So what does this mean, overall? If the Sun suddenly stopped fusing hydrogen into heavier elements, here’s how things would change (neglecting the collapse of the interior of the star that would ensue):

For the first 10,000 years, everything would appear the same as always; there would be no drop in any measurable quantity coming from the Sun.
After 10,000 years, the X-rays, UV-rays, and bluer forms of light would start to disappear from the Sun’s spectrum. To us, on Earth, it would appear that the Sun was gradually cooling.
After 170,000 years of gradual cooling, the Sun would have changed colors from yellow to orange to red to deep, dark red, and would have gotten progressively dimmer. Over these 160,000 years, the Sun would drop from its current brightness to about one-thousandth of that brightness.

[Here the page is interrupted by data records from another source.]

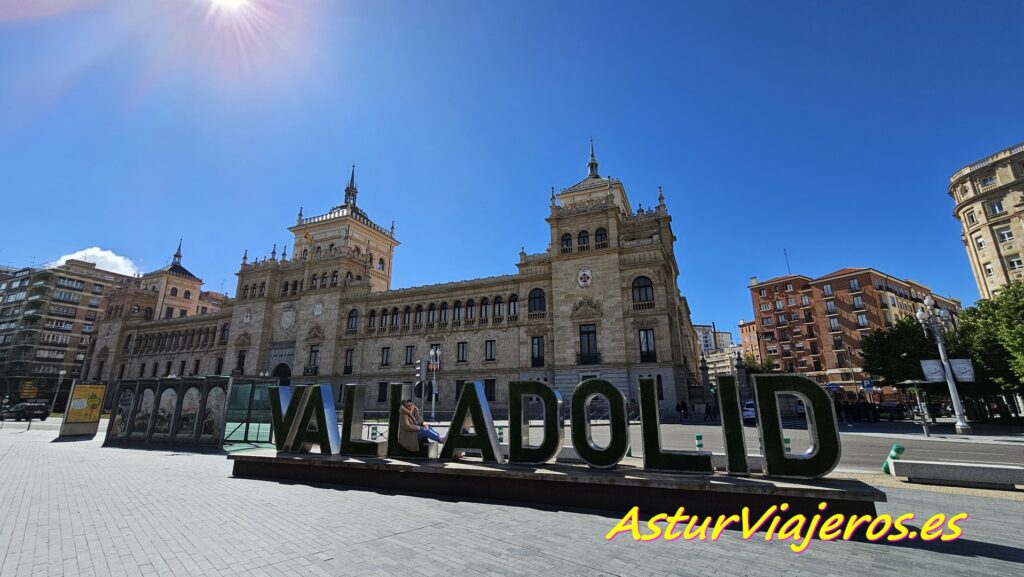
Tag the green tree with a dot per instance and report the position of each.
(977, 337)
(1007, 314)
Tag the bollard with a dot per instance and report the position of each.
(894, 453)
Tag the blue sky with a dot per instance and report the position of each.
(825, 128)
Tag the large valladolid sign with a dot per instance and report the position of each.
(304, 417)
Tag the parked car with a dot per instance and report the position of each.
(750, 414)
(25, 411)
(892, 411)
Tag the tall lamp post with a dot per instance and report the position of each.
(932, 318)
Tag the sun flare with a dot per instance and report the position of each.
(227, 5)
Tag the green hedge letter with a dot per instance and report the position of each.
(520, 451)
(286, 402)
(732, 425)
(653, 456)
(473, 403)
(351, 425)
(823, 454)
(617, 424)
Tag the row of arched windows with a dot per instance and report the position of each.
(318, 251)
(173, 340)
(583, 241)
(469, 312)
(186, 295)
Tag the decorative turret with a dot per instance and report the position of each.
(592, 165)
(350, 190)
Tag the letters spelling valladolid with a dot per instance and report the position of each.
(305, 417)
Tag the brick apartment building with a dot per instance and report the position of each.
(815, 326)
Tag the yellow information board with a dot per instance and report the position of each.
(85, 403)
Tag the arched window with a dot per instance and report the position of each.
(584, 240)
(643, 291)
(536, 302)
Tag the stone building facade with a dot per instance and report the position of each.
(989, 197)
(600, 301)
(48, 321)
(815, 326)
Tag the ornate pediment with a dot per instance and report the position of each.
(587, 307)
(315, 334)
(244, 339)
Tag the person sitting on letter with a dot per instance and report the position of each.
(412, 429)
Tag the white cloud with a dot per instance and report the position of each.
(105, 259)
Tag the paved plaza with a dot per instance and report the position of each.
(72, 507)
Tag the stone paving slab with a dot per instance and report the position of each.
(75, 508)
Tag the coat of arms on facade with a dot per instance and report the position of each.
(584, 277)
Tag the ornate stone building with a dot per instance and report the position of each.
(989, 197)
(600, 301)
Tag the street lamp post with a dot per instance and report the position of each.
(932, 318)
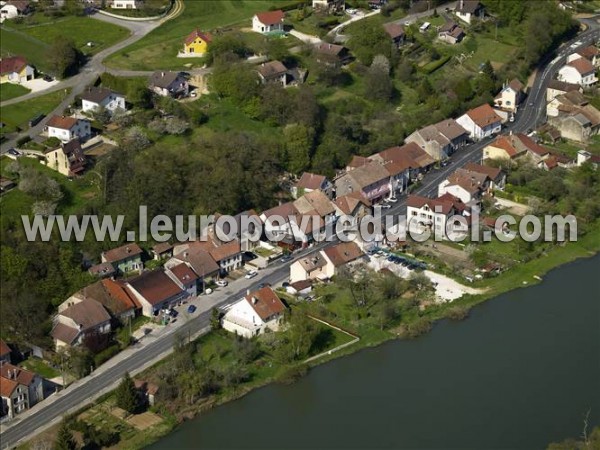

In other words, the Sun would look as bright from Earth as it appears from Pluto today.
Beyond 170,000 years, the Sun will fade out of the visible spectrum and will only emit infrared light; at this point, there’s nothing left to prevent the Sun from collapsing under its own gravity.
So the answer, surprisingly, is that if the Sun “went out,” we’d have about 10,000 years before we noticed anything, and even then, it would just be a gradual dimming and cooling for over 100,000 years while we figured out what to do about it!